The Illinois Holocaust Museum and Education Center has long focused on honoring the memory of people murdered during the Holocaust and preserving the stories of those who survived.
Now a new pair of short virtual reality films will enable visitors to hear those stories while experiencing immersive visuals that help explain the survivors’ experiences. One film, entitled A Promise Kept, tells the story of the late Frieda “Fritzie” Fritzshall, who was imprisoned and enslaved at Auschwitz as a teenager, and went on to serve as president of the museum until her death last year at age 91. Other imprisoned women would give Fritzshall, the youngest of a group of 600, crumbs of food. The title comes from Fritzshall’s promise to them that if she survived, she would tell their stories. Her grandson Scott Fritzshall says that she was able to wrap up filming for the project before she died.

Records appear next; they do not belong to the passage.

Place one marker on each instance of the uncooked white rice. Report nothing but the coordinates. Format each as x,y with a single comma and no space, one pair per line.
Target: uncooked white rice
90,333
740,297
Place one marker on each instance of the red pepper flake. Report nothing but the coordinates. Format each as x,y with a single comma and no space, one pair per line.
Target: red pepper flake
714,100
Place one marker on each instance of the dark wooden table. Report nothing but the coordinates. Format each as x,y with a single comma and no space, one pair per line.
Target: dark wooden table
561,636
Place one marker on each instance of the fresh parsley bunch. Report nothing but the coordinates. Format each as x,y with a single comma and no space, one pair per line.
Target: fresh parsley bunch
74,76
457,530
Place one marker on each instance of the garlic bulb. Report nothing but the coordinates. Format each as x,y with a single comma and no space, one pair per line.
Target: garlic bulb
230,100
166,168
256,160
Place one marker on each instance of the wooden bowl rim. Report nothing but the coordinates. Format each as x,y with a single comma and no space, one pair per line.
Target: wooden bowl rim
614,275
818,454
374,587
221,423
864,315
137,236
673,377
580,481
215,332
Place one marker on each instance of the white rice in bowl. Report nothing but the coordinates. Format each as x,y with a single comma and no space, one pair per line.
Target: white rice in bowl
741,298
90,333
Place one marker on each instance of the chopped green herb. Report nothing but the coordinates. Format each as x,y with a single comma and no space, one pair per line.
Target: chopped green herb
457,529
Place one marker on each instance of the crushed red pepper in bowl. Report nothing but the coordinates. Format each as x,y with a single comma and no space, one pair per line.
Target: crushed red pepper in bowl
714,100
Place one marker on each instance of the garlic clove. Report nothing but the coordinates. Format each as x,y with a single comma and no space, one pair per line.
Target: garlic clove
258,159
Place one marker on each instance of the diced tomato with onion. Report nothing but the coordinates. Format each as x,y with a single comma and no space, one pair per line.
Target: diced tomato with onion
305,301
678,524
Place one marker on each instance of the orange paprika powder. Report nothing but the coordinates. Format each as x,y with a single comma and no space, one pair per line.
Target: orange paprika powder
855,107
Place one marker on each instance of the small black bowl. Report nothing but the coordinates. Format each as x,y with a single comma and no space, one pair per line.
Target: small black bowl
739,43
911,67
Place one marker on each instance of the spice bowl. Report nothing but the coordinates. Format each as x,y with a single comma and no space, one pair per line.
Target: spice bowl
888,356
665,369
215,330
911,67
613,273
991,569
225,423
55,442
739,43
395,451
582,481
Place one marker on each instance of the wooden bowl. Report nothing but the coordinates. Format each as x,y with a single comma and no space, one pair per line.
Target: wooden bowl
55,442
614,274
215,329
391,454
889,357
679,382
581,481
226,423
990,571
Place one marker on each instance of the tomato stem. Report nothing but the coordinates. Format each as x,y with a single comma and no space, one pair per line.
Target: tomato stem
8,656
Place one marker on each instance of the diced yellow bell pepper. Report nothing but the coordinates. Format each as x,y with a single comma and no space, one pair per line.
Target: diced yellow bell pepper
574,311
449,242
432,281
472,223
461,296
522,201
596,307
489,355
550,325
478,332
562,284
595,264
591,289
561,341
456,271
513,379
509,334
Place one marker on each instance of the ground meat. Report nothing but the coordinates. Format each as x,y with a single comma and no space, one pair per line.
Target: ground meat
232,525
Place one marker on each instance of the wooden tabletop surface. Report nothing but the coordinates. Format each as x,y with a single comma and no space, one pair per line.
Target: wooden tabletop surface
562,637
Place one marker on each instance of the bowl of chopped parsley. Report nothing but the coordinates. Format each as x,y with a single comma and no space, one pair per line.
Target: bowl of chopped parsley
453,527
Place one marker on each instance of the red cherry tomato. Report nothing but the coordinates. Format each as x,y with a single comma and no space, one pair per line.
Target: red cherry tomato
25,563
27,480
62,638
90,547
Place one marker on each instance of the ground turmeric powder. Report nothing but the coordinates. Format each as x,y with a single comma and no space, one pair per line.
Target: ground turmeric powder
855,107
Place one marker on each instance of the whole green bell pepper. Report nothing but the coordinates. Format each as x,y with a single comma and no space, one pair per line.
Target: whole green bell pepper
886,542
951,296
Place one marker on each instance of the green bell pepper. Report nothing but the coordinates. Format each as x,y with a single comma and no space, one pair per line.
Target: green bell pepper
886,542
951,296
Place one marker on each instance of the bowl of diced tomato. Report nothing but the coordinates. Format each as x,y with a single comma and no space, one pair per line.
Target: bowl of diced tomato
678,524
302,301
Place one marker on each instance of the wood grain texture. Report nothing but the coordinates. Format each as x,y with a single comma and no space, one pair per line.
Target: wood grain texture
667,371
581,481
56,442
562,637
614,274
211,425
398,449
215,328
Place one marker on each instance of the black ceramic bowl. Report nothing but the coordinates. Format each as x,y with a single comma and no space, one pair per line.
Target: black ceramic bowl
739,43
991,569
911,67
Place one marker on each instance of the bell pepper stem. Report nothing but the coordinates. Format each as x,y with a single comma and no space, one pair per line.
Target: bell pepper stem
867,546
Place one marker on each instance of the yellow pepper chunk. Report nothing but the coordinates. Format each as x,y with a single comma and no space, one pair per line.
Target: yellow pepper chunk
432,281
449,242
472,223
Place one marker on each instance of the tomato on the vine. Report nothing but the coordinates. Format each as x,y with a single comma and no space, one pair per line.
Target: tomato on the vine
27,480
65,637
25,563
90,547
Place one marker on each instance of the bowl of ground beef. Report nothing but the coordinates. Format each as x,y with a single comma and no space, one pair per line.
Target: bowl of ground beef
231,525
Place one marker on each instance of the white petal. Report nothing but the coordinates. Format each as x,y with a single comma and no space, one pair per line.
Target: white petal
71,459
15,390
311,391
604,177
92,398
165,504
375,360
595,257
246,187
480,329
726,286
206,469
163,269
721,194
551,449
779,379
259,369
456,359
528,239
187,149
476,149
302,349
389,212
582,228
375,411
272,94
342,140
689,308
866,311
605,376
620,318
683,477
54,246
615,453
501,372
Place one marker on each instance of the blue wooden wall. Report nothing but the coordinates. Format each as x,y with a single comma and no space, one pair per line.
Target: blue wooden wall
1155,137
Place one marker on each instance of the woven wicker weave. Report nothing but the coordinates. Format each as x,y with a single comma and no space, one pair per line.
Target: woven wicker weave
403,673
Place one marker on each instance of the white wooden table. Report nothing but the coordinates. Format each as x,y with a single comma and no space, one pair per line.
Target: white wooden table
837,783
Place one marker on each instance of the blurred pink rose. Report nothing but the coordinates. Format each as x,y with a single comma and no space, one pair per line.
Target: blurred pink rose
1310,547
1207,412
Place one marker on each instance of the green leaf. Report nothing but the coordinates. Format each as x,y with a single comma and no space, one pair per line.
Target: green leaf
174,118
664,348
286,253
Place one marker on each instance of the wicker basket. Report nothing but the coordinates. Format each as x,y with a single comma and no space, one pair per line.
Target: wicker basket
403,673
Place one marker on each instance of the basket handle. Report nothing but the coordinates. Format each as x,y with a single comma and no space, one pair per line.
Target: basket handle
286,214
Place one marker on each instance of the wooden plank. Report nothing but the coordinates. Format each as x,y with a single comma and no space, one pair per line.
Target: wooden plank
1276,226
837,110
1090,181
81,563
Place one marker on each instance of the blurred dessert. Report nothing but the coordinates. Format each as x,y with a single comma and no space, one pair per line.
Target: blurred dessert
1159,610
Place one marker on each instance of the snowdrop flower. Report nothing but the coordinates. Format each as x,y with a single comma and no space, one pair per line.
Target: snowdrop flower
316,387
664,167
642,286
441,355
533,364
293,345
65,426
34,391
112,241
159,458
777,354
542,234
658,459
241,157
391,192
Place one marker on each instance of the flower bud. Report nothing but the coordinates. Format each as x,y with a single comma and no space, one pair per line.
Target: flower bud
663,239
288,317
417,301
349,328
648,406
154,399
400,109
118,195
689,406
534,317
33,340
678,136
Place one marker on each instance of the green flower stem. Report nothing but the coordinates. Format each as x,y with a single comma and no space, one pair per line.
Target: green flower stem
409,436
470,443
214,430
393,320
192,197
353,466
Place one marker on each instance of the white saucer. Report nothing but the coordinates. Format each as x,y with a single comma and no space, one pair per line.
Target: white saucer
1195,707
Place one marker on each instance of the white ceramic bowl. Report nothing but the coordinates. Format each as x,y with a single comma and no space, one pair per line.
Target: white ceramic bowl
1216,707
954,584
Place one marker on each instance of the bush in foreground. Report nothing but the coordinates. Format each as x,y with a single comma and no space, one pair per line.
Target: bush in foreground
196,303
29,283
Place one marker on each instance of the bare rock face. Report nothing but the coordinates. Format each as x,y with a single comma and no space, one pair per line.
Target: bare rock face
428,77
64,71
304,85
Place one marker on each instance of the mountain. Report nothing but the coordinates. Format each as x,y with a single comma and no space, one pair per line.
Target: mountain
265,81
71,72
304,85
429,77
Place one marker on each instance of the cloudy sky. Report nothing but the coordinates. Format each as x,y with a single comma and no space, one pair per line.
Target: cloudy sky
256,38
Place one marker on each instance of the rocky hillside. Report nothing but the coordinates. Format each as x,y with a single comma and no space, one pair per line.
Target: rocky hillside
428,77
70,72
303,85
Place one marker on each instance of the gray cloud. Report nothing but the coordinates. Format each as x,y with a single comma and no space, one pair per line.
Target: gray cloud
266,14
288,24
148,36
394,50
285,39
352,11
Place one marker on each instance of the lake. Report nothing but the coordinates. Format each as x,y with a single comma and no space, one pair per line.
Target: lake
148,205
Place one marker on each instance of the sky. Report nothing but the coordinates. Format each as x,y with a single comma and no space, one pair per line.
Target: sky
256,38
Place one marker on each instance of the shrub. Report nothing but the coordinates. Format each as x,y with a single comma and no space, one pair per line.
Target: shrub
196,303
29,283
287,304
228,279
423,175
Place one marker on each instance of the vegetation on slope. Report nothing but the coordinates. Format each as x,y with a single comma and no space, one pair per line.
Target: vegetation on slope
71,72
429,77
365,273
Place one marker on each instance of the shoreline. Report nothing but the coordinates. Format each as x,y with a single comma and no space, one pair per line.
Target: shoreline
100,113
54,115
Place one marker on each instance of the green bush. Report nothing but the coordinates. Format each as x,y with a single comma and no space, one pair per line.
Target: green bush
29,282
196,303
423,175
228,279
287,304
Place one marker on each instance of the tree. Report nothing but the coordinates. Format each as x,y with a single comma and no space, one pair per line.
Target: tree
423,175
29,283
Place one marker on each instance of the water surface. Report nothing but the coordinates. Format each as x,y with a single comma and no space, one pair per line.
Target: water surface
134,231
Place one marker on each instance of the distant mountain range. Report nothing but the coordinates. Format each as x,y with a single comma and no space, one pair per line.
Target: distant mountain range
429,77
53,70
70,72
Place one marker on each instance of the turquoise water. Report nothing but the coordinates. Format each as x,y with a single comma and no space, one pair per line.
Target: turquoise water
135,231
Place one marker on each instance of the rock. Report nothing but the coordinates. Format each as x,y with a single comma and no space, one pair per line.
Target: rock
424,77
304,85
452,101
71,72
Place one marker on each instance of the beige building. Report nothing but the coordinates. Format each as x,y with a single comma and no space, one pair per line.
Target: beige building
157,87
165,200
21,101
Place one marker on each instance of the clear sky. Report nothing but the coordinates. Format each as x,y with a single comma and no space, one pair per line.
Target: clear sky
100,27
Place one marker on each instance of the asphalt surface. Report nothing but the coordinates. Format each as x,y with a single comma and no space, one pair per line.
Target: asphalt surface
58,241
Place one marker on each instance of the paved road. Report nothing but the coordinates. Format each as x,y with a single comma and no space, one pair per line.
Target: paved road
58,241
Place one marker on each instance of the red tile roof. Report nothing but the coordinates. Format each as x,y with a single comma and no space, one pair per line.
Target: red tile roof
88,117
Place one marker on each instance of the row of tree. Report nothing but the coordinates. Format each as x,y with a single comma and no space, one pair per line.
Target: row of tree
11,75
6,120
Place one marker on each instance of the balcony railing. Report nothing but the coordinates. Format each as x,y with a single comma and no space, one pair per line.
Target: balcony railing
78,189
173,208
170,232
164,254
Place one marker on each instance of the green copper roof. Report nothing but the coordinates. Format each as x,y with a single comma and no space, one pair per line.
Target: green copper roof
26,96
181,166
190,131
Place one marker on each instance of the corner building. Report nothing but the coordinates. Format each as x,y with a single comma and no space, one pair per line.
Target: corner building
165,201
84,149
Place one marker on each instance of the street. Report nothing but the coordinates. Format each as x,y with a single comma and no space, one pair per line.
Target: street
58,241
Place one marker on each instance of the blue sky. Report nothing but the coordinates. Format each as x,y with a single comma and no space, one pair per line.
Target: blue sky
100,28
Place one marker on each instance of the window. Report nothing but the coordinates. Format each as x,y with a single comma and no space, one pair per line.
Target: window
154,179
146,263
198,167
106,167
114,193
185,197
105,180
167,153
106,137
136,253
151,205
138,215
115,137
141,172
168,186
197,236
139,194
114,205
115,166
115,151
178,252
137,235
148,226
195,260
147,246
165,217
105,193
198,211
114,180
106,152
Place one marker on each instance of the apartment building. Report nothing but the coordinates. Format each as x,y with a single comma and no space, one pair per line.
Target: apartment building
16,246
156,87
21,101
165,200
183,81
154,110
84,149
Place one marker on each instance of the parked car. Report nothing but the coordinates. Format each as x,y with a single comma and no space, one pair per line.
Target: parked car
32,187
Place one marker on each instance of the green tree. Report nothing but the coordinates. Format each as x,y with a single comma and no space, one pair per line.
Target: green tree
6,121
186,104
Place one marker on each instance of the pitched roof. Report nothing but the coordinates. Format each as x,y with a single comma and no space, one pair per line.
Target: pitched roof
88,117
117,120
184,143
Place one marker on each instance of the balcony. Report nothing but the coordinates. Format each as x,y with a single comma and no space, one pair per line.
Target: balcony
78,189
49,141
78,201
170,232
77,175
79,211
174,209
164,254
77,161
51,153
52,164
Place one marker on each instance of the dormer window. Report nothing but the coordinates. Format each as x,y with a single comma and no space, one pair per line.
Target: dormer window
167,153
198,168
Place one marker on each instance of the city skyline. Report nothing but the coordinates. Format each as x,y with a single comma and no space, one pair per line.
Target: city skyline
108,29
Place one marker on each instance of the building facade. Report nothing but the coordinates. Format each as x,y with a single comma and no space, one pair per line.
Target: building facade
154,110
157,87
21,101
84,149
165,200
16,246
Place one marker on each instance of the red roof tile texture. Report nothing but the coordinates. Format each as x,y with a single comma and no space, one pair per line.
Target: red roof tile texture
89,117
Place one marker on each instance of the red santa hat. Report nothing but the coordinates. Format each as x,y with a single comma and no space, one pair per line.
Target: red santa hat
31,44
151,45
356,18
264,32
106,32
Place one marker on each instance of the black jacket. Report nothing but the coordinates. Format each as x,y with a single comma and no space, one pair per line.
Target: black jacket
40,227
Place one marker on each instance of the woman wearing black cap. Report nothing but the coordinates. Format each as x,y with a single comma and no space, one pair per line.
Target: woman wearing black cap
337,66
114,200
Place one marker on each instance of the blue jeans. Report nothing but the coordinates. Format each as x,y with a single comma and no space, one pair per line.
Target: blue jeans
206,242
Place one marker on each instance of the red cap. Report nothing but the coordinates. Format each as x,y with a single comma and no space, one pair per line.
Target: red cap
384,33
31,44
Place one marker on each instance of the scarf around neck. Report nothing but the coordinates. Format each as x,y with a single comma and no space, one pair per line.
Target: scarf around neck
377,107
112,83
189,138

“I think she was very happy that she was able to complete this,” he says. “This really represented for her, kind of, the last that she had to give and really the culmination of her life’s work.”
The second film, Don’t Forget Me, commemorates the experience of survivor George Brent at the Auschwitz, Mauthausen, and Ebensee concentration camps. It takes its title from Brent’s father’s words to him at Auschwitz, before they were separated. Brent was later sent on to do brutal forced labor at the other two camps.
“I always felt that it’s important that you shouldn’t forget—that you should remember,” says Brent, who is now 92 and retired from his dental practice. “Also, if you run into people who deny it [you] should be able to answer them and bring up facts that will show that this really happened—that 6 million Jews were killed.”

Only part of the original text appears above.